I am trying to find a regular expression that will not match a delimiter if it is wrapped in double quotes. But it must also be able to handle values that have a single double quote. I have the first part down with the below expression where DELIMITER
could be just about anything but is mainly commas, pipes, and double pipes:
DELIMITER(?=(?:[^\"]*\"[^\"]*\")*[^\"]*$)
This handles a properly formed CSV rowlike apple, "banana, and orange", grape
. I can split on the delimiter and get the values:
['apple', 'banana, and orange', 'grape']
My problem is that I may encounter a line like apple, "banana, and orange, grape
. In this case I would want to get the values:
['apple', '"banana', 'and orange', 'grape']
However, I get:
['apple, "banana', 'and orange', 'grape']
It basically ignores all of the commas up to the double quote.
The logic that I have in my head is that I want to ignore a comma if it is preceded by a double quote, but only if it has a double quote in front of it as well.

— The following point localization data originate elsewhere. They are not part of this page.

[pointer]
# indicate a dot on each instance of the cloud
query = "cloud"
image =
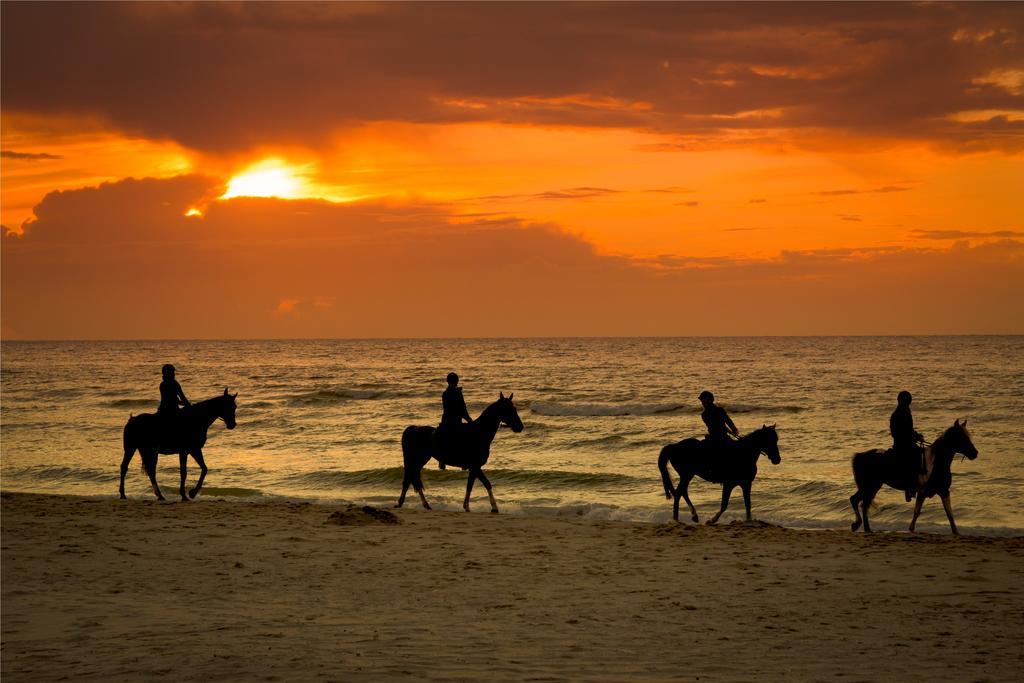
(883, 190)
(228, 77)
(571, 194)
(965, 235)
(121, 260)
(27, 156)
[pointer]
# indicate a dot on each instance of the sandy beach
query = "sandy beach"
(231, 590)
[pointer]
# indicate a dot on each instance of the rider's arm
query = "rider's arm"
(728, 421)
(181, 395)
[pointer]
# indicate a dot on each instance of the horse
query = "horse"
(734, 466)
(472, 449)
(877, 467)
(144, 432)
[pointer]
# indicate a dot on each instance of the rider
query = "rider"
(455, 412)
(719, 424)
(906, 441)
(171, 396)
(718, 421)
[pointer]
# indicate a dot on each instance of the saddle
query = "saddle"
(446, 441)
(923, 464)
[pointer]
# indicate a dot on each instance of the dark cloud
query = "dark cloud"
(966, 235)
(122, 260)
(27, 156)
(225, 76)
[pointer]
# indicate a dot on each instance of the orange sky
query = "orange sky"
(491, 170)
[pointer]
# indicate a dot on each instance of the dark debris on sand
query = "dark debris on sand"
(353, 515)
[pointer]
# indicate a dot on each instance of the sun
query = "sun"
(268, 178)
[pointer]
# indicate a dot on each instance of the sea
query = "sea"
(322, 420)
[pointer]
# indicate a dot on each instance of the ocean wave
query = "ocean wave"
(60, 474)
(742, 408)
(333, 396)
(133, 402)
(601, 410)
(555, 409)
(393, 476)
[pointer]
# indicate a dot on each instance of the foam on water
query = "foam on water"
(323, 420)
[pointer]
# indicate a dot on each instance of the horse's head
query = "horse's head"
(767, 440)
(226, 409)
(507, 413)
(961, 439)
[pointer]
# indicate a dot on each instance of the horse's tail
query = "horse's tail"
(663, 465)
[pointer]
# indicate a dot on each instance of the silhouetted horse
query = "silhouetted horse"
(469, 450)
(733, 466)
(873, 468)
(145, 432)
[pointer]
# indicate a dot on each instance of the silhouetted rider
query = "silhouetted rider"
(171, 396)
(454, 407)
(718, 421)
(906, 440)
(719, 427)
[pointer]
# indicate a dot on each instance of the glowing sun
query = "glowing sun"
(269, 178)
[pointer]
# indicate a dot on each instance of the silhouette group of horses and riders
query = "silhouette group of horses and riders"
(919, 469)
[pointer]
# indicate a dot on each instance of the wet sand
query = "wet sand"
(228, 590)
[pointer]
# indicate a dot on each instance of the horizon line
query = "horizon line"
(498, 338)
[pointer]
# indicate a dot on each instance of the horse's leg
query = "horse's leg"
(418, 483)
(198, 456)
(726, 493)
(473, 472)
(183, 461)
(949, 513)
(865, 503)
(406, 481)
(151, 469)
(491, 494)
(854, 502)
(129, 453)
(916, 509)
(684, 485)
(747, 498)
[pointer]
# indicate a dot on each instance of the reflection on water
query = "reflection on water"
(324, 419)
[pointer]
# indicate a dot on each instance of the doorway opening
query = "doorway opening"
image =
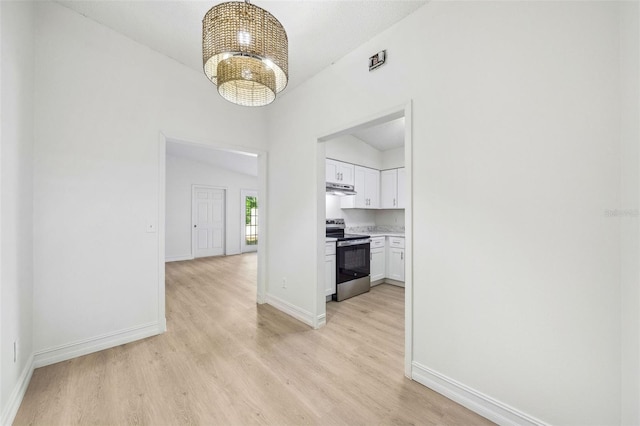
(388, 206)
(249, 220)
(200, 211)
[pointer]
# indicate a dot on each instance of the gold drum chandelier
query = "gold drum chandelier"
(244, 51)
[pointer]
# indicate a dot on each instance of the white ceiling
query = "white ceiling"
(230, 160)
(384, 136)
(320, 31)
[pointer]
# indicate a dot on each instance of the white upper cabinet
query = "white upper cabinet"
(389, 189)
(392, 192)
(367, 187)
(339, 172)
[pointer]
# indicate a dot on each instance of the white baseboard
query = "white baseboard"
(291, 310)
(10, 410)
(95, 344)
(178, 258)
(478, 402)
(322, 320)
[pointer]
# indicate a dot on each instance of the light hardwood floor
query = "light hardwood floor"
(227, 361)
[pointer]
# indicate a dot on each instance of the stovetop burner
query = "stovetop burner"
(335, 228)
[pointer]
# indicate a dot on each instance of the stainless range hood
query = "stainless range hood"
(340, 189)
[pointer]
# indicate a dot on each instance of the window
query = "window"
(251, 220)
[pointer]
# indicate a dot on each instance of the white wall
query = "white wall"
(181, 175)
(516, 157)
(350, 149)
(392, 158)
(629, 205)
(101, 102)
(16, 200)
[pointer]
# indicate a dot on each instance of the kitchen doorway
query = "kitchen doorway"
(358, 128)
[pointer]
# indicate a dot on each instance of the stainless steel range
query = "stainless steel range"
(353, 261)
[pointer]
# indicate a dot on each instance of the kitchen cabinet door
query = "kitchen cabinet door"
(401, 188)
(367, 187)
(372, 188)
(377, 264)
(395, 263)
(389, 189)
(339, 172)
(330, 275)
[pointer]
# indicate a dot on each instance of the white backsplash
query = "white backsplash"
(375, 228)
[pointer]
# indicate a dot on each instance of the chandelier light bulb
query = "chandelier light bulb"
(245, 53)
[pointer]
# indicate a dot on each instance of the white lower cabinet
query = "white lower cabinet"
(378, 259)
(395, 270)
(330, 268)
(395, 258)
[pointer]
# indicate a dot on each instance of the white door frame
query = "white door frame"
(391, 114)
(193, 217)
(161, 214)
(243, 194)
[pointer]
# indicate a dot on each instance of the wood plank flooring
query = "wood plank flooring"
(227, 361)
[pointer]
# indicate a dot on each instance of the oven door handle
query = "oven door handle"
(353, 242)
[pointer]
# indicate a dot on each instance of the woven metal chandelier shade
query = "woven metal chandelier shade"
(244, 51)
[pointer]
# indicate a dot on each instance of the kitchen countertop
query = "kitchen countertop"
(386, 234)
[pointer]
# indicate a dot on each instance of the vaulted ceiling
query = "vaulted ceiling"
(320, 32)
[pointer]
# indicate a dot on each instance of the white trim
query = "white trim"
(474, 400)
(98, 343)
(162, 194)
(322, 320)
(15, 399)
(291, 310)
(178, 258)
(408, 241)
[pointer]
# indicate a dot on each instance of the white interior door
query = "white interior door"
(208, 217)
(249, 220)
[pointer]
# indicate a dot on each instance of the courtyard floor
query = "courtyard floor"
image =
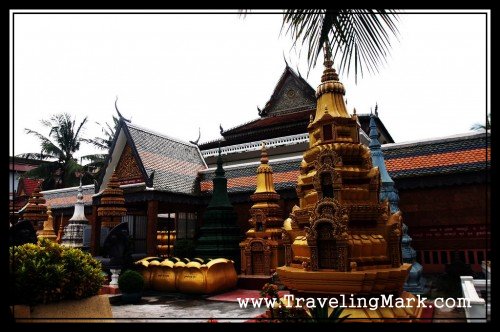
(161, 307)
(156, 307)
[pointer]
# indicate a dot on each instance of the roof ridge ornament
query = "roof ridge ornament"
(198, 139)
(329, 74)
(117, 111)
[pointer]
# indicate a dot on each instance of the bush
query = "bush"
(48, 272)
(131, 281)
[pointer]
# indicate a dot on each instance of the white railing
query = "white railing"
(480, 309)
(255, 146)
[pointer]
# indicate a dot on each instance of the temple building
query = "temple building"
(167, 183)
(262, 251)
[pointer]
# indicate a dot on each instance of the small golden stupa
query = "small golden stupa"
(262, 250)
(340, 239)
(36, 210)
(48, 227)
(112, 206)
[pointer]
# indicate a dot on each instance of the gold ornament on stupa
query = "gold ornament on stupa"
(48, 227)
(36, 210)
(340, 239)
(262, 250)
(112, 205)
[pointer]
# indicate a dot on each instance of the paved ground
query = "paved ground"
(180, 308)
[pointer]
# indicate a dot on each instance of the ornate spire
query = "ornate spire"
(329, 74)
(112, 203)
(79, 212)
(219, 172)
(374, 142)
(330, 92)
(48, 227)
(36, 211)
(220, 197)
(73, 232)
(265, 182)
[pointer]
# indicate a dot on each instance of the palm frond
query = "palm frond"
(360, 37)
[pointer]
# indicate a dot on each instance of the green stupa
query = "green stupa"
(220, 235)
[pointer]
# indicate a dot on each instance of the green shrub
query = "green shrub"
(48, 272)
(131, 281)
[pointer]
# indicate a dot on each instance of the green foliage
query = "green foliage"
(360, 37)
(48, 272)
(62, 142)
(131, 281)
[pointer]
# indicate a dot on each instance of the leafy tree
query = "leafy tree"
(360, 37)
(96, 165)
(59, 147)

My first thought was to play around with a look-behind, but I can't get that to work due to look-behinds not able to handle quantifiers (correct me if this is wrong).
I am using Qt QRegExp which I understand is more or less similar to the Perl regex engine. Please let me know if there is more information that I can provide. I know regular expressions can be finicky based on your setup, and I hope I have explained what I'm looking for well enough!